Sulfation of Lower Chlorinated Polychlorinated Biphenyls Increases Their Affinity for the Major Drug-Binding Sites of Human Serum Albumin

The disposition of toxicants is often affected by their binding to serum proteins, of which the most abundant in humans is serum albumin (HSA). There is increasing interest in the toxicities of environmentally persistent polychlorinated biphenyls (PCBs) with lower numbers of chlorine atoms (LC-PCBs) due to their presence in both indoor and outdoor air. PCB sulfates derived from metabolic hydroxylation and sulfation of LC-PCBs have been implicated in endocrine disruption due to high affinity-binding to the thyroxine-carrying protein, transthyretin. Interactions of these sulfated metabolites of LC-PCBs with HSA, however, have not been previously explored.
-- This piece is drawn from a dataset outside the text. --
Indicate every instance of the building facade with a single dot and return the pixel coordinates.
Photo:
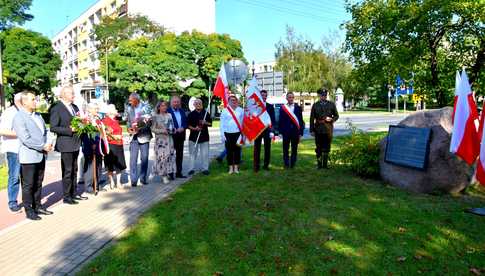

We have now determined the relative HSA-binding affinities for a group of LC-PCBs and their hydroxylated and sulfated derivatives by selective displacement of the fluorescent probes 5-dimethylamino-1-naphthalenesulfonamide and dansyl-l-proline from the two major drug-binding sites on HSA (previously designated as Site I and Site II). Values for half-maximal displacement of the probes indicated that the relative binding affinities were generally PCB sulfate ≥ OH-PCB > PCB, although this affinity was site- and congener-selective. Moreover, specificity for Site II increased as the numbers of chlorine atoms increased. Thus, hydroxylation and sulfation of LC-PCBs result in selective interactions with HSA which may affect their overall retention and toxicity.